The result of this breach in the negotiations was that Edward, and his son the Black Prince, entered upon the renewal of the war with a vague claim to Aquitaine as a whole, with an active claim upon Guienne--that is, the territory just north of the Garonne--and a real hold upon Gascony; and still preserving at the back of the whole scheme of operations that half-earnest, half-theatrical plan for an Anglo-French monarchy under the house of Plantagenet which had been formulated twenty-five years before.

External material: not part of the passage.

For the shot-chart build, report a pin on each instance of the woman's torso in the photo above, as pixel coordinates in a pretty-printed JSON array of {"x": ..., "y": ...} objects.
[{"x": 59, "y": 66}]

When, therefore, upon the 20th September 1355, Edward, the Black Prince, landed at Bordeaux, it was to find a province the nobles of which were honestly attached to his cause and the greater townsmen as well; while in the mass of the people there was no disaffection to the idea of this one out of the vague, many, French-speaking feudal lords whom they knew to be their masters, being the actual governor of the land. There was no conquest, nor any need for it, so far as Gascony was concerned; and in any expedition the Prince might make he was as certain of a regular following from the towns and estates that lay between the mountains and the Garonne as the King of France was certain of his own feudal levies in the north. But expeditions and fighting there would be because the Black Prince came with a commission not only to govern Gascony, but to establish himself in the more doubtful Guienne, and even to be--if he could conquer it--the lieutenant of his father, Edward, in all Aquitaine. He was to recover the districts immediately north of the Garonne, and even right up to the neighbourhood of the Loire; and he was to regard those who might resist his administration of all these "lost" countries of the Central and Southern West of France as "rebels."
It was thought certain at first, of course, that the whole claim could never be pushed home; but the Black Prince might well hope so to harry the districts which were claimed--and the neighbouring county of Toulouse to the east, which was admittedly feudatory to the King of Paris--as to compel that sovereign to recognise at last his father's absolute sovereignty over Gascony certainly, and perhaps over Guienne, or even somewhat more than Guienne.
The remainder of that year, 1355, therefore--the autumn and the winter--were spent in striking at the sole portion of Gascony that was disaffected , and pushing eastward to ravage Toulouse and Carcassonne; for though these towns were admittedly outside Edward's land, the wasting of their territory was a depletion of the King of France's revenue.